The Pazopanib Trial in Renal Cell Carcinoma
The pazopanib trial refers to a pivotal phase III, open-label, international, multicenter study that demonstrated pazopanib 800 mg orally daily significantly improved progression-free survival (PFS) compared to placebo in patients with advanced clear cell RCC, establishing it as a standard first-line treatment option. 1
Key Trial Design and Population
The landmark trial evaluated pazopanib versus placebo in 435 patients with advanced clear cell RCC who had received 0-1 prior treatments 1. The study included both treatment-naïve patients and those previously treated with cytokines 1.
Primary Efficacy Results
Treatment-Naïve Patients
- Objective response rate: 32% 2
- Median PFS: 11.1 months 2
- PFS was significantly longer with pazopanib versus placebo in this subpopulation 1
Cytokine-Pretreated Patients
- Objective response rate: 29% 2
- Median PFS: 7.4 months versus 4.2 months with placebo 1
- This established pazopanib as a category 1 recommendation after cytokine therapy 1
Overall Survival
- No significant difference in overall survival was observed between pazopanib and placebo groups 1
- This represents an important limitation of the trial findings, as the survival benefit did not materialize despite PFS improvements 1
Mechanism of Action
Pazopanib is an oral multitargeted tyrosine kinase inhibitor that works primarily through antiangiogenic properties by inhibiting 1, 2:
- Vascular endothelial growth factor receptors (VEGFR-1, -2, and -3)
- Platelet-derived growth factor receptor-α and -β (PDGFR-α and -β)

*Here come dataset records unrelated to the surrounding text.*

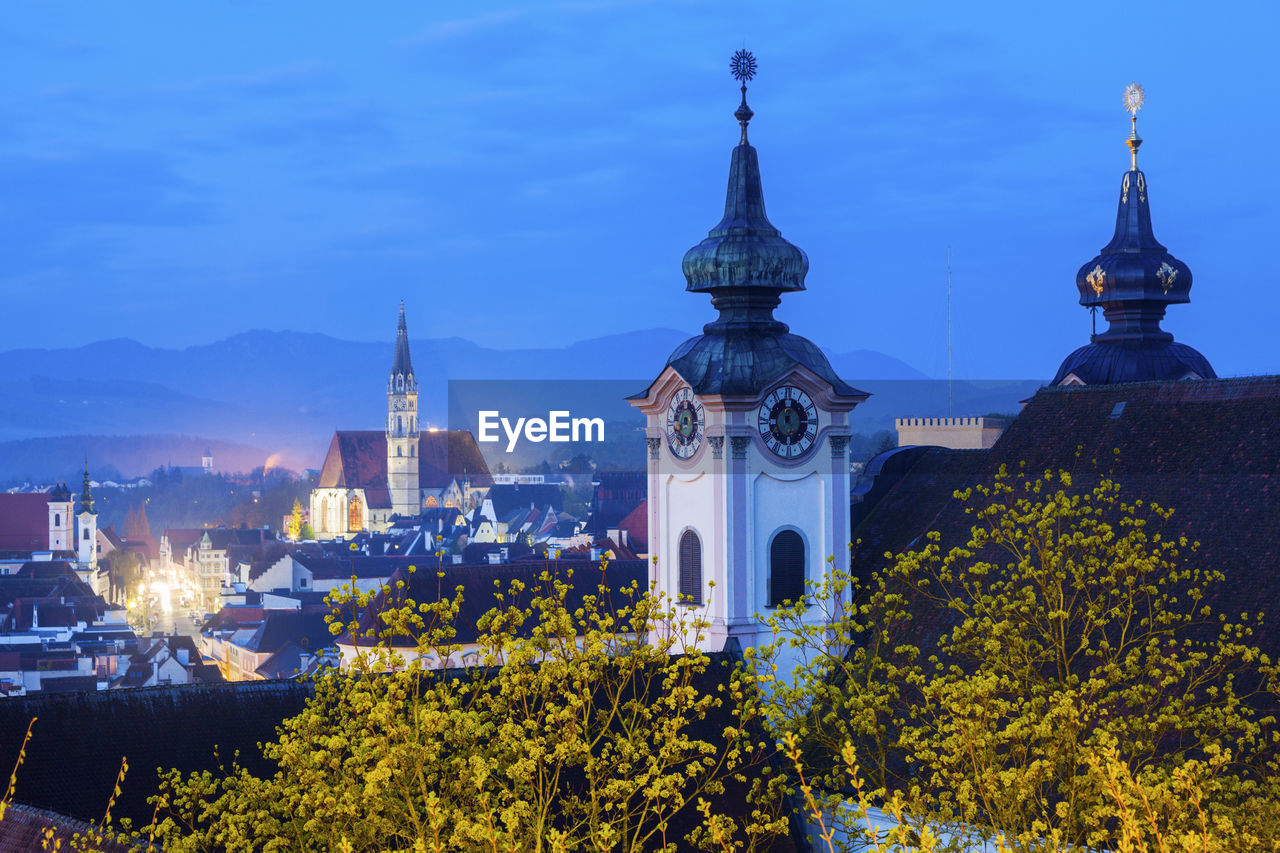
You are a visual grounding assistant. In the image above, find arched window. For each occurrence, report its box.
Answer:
[680,530,703,605]
[769,530,805,607]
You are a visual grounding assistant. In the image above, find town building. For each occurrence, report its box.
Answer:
[308,304,493,538]
[631,73,867,651]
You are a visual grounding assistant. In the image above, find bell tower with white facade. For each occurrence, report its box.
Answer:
[76,460,97,571]
[387,302,422,516]
[630,51,867,670]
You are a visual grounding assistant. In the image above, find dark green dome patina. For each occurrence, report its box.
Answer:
[682,142,809,293]
[637,67,867,397]
[1052,88,1217,384]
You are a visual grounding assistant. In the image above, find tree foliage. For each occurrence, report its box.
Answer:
[145,569,786,852]
[773,470,1280,849]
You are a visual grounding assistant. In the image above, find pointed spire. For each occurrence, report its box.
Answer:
[682,50,809,300]
[1124,83,1147,172]
[81,456,93,512]
[1053,83,1215,384]
[392,300,413,377]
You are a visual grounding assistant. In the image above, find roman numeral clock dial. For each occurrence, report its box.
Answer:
[667,388,705,459]
[758,386,818,459]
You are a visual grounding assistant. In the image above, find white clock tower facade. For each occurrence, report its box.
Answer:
[631,54,867,675]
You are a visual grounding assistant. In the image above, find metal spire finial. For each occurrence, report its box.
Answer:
[1124,83,1147,172]
[728,50,755,145]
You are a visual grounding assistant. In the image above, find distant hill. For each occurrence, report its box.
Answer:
[0,329,1037,479]
[0,435,268,491]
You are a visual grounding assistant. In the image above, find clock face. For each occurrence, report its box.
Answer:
[667,388,705,459]
[759,386,818,459]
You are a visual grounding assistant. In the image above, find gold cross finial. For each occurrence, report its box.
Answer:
[1124,83,1147,172]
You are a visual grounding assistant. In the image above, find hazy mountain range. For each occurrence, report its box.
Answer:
[0,329,1039,480]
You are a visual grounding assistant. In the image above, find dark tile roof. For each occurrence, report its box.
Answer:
[618,501,649,551]
[256,640,311,679]
[293,555,417,580]
[589,471,649,535]
[344,560,649,643]
[317,429,493,510]
[0,493,49,551]
[852,377,1280,654]
[244,610,334,652]
[13,560,79,580]
[488,483,564,519]
[0,653,803,853]
[164,528,205,550]
[0,799,133,853]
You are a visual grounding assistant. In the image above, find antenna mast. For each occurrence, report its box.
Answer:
[947,243,951,418]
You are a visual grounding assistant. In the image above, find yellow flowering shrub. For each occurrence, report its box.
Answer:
[145,567,787,852]
[764,470,1280,850]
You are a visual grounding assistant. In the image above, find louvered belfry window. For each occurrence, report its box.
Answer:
[769,530,804,607]
[680,530,703,605]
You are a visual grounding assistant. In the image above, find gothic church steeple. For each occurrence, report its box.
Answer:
[1052,83,1216,386]
[387,301,422,516]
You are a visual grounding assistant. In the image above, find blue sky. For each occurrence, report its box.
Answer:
[0,0,1280,377]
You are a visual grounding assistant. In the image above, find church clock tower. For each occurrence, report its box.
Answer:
[76,460,97,573]
[630,51,867,670]
[387,301,422,516]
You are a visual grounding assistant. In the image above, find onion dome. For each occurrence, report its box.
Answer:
[387,300,417,392]
[1053,83,1216,384]
[684,117,809,293]
[637,50,865,398]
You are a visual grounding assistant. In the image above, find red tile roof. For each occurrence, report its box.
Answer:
[319,429,493,510]
[0,493,49,551]
[852,377,1280,652]
[618,501,649,553]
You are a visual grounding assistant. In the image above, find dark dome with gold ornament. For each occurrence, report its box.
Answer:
[635,51,867,398]
[1052,83,1217,386]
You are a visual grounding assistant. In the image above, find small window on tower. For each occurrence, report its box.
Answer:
[769,530,805,607]
[680,530,703,605]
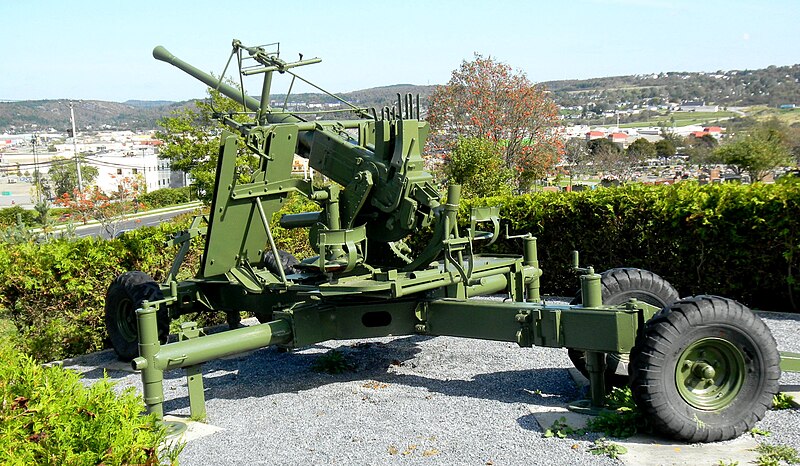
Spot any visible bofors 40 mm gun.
[106,41,796,442]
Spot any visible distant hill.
[0,65,800,132]
[542,65,800,107]
[0,84,435,133]
[0,99,192,132]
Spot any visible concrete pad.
[613,434,758,466]
[164,416,225,443]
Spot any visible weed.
[544,416,586,438]
[589,438,628,459]
[587,388,647,438]
[750,427,772,437]
[772,392,794,409]
[693,414,706,430]
[0,337,183,466]
[755,443,800,466]
[311,350,355,374]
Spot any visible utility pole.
[31,133,42,203]
[69,102,83,192]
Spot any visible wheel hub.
[675,338,746,411]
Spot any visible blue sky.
[0,0,800,101]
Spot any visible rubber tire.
[105,270,169,361]
[631,296,781,442]
[567,267,680,392]
[262,249,300,275]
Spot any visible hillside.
[0,84,435,133]
[542,65,800,107]
[0,65,800,133]
[0,99,191,133]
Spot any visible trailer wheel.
[105,270,169,361]
[567,268,679,391]
[631,296,780,442]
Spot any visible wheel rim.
[116,299,139,342]
[675,338,747,411]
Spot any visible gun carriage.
[106,41,797,441]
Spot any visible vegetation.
[427,54,561,189]
[0,336,182,466]
[714,124,791,181]
[156,90,257,202]
[137,186,193,209]
[0,191,316,361]
[589,438,628,459]
[755,443,800,466]
[772,392,794,409]
[587,387,649,438]
[443,138,514,197]
[450,178,800,311]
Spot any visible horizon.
[0,62,800,104]
[0,0,800,103]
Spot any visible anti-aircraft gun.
[106,40,797,441]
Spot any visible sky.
[0,0,800,102]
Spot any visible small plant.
[0,337,183,466]
[589,438,628,459]
[772,392,794,409]
[714,460,739,466]
[588,388,647,438]
[544,416,586,438]
[755,443,800,466]
[311,350,355,374]
[750,427,772,437]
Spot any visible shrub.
[0,337,181,466]
[138,186,192,209]
[0,221,199,361]
[0,205,38,228]
[460,180,800,310]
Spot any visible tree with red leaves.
[427,54,563,190]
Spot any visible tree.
[156,84,257,202]
[48,157,98,197]
[56,177,141,237]
[561,138,590,185]
[427,54,561,189]
[588,138,637,181]
[686,134,719,165]
[714,125,791,181]
[443,138,514,197]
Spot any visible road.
[69,203,200,238]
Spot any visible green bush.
[0,337,181,466]
[0,196,318,361]
[0,205,39,228]
[460,180,800,311]
[138,186,192,209]
[0,221,199,361]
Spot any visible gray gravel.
[67,306,800,466]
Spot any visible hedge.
[0,197,314,361]
[0,180,800,360]
[461,180,800,311]
[0,336,182,466]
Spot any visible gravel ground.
[70,306,800,466]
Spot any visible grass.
[755,443,800,466]
[619,111,737,128]
[745,105,800,126]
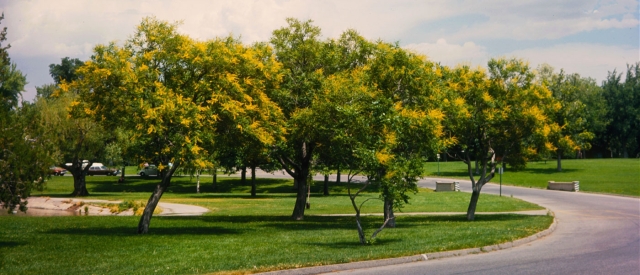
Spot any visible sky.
[0,0,640,101]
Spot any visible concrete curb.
[259,211,558,275]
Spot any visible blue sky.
[0,0,640,100]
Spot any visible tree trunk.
[65,160,93,197]
[291,167,309,221]
[558,151,562,172]
[384,200,396,228]
[138,163,179,234]
[467,188,480,221]
[356,213,367,244]
[324,175,329,196]
[71,170,89,197]
[196,170,200,194]
[240,166,247,185]
[251,166,256,197]
[213,168,218,191]
[476,159,480,175]
[120,165,127,182]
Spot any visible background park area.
[0,159,640,274]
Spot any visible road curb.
[259,210,558,275]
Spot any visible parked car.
[87,165,120,176]
[138,164,160,177]
[49,166,67,176]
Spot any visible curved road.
[318,179,640,274]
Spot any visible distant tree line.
[0,15,640,242]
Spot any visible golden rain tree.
[366,42,448,227]
[63,18,282,233]
[443,59,558,220]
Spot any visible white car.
[138,164,160,177]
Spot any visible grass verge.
[0,176,553,274]
[425,159,640,197]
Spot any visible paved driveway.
[316,179,640,274]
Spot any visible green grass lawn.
[426,159,640,196]
[0,176,553,274]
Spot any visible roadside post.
[498,162,504,197]
[436,154,440,177]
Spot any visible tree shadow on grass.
[0,241,24,247]
[524,167,584,175]
[44,225,242,237]
[306,238,403,249]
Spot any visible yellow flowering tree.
[442,59,558,220]
[538,65,598,171]
[366,42,447,227]
[70,18,281,233]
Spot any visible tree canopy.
[66,18,284,233]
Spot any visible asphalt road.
[320,179,640,274]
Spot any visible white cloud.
[404,38,489,67]
[0,0,640,102]
[507,43,640,84]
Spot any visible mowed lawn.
[0,176,553,274]
[426,159,640,197]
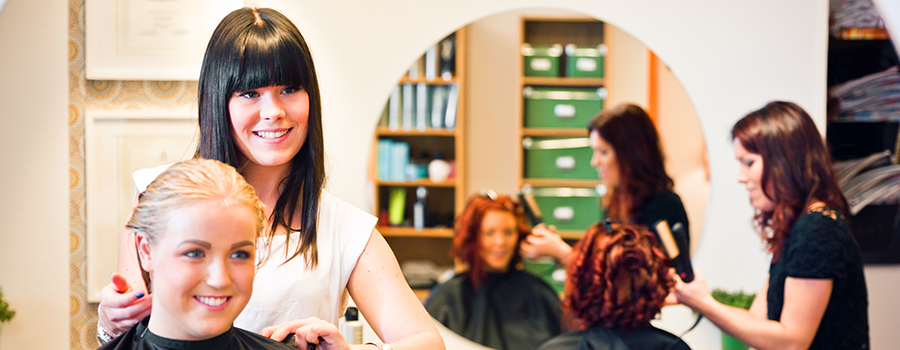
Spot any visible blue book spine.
[378,139,393,180]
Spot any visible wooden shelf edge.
[522,77,605,87]
[375,226,453,238]
[375,179,456,188]
[522,178,603,188]
[556,230,587,240]
[522,127,588,137]
[399,77,458,85]
[375,126,457,137]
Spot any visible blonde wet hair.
[125,158,266,247]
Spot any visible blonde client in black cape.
[98,8,444,350]
[100,159,350,350]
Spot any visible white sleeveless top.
[132,165,377,333]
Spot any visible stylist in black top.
[522,104,690,264]
[675,102,870,350]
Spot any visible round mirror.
[370,10,709,346]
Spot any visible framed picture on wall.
[84,111,199,302]
[84,0,243,80]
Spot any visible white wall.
[0,0,69,349]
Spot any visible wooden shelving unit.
[516,17,607,243]
[369,28,466,274]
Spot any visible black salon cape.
[538,327,691,350]
[98,316,293,350]
[425,270,562,350]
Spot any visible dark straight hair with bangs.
[194,7,325,266]
[731,101,848,261]
[588,103,674,223]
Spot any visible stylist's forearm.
[695,299,794,350]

- Stem cell factor receptor (c-KIT)
Safety Profile and Critical Toxicities
Most Common Adverse Events (≥20%)
The trial identified the following frequent adverse reactions 3:
- Diarrhea (52%)
- Hypertension (40%)
- Hair color changes (38%)
- Nausea (26%)
- Anorexia (22%)
- Vomiting (21%)
- Fatigue (19%)
Critical Grade 3/4 Toxicities Requiring Monitoring
Hepatotoxicity is the most notable severe toxicity, with elevated alanine transaminase (ALT) in 30% and aspartate transaminase (AST) in 21% of patients 1, 4. This mandates:
- Liver function monitoring before treatment initiation
- Regular monitoring during treatment
- Dose interruption, reduction, or discontinuation based on severity 1, 4
Other serious adverse events include cardiac rhythm irregularities, requiring appropriate monitoring 4.
Comparative Efficacy: COMPARZ Trial
The COMPARZ noninferiority study directly compared pazopanib with sunitinib and demonstrated 1:
- Similar safety and efficacy between the two agents
- Pazopanib was noninferior to sunitinib for PFS 5
- Pazopanib showed superior health-related quality of life compared to sunitinib, with lower incidences of fatigue, hand-foot syndrome, and stomatitis 5
- Significantly more patients preferred pazopanib over sunitinib, primarily due to better overall quality of life and less fatigue 5
Current Treatment Recommendations
Based on the trial data, NCCN guidelines list pazopanib as 1:
- Category 2A, other recommended regimen for patients with clear cell RCC across all risk groups (favorable, intermediate, and poor risk)
- Category 1 recommendation after cytokine therapy 1
- Category 3 recommendation after tyrosine kinase inhibitor failure (no data available in this setting) 1
The Adjuvant PROTECT Trial
A separate phase III trial (PROTECT, NCT01235962) evaluated adjuvant pazopanib versus placebo after nephrectomy in patients with locally advanced RCC at high risk of relapse 6, 7. This trial was negative:
- No significant difference in disease-free survival (HR 0.86; 95% CI 0.70-1.06; P=0.165) for pazopanib 600 mg versus placebo 7
- No significant difference in overall survival (HR 1.0; 95% CI 0.80-1.26) 6
- High rates of treatment discontinuation due to hepatotoxicity (ALT elevation: 16% at 600 mg, 18% at 800 mg) 7
- Pazopanib is not recommended as adjuvant therapy following resection of locally advanced RCC 6
Clinical Practice Implications
Pazopanib 800 mg orally once daily remains a valid first-line treatment option for advanced clear cell RCC across all risk groups, particularly when quality of life considerations favor its use over sunitinib 1, 5. However, the lack of overall survival benefit and significant hepatotoxicity risk require careful patient selection and vigilant monitoring 1, 6.
The drug must be administered on an empty stomach (at least 1 hour before or 2 hours after a meal), with dose reductions to 200 mg daily for patients with moderate hepatic impairment 3.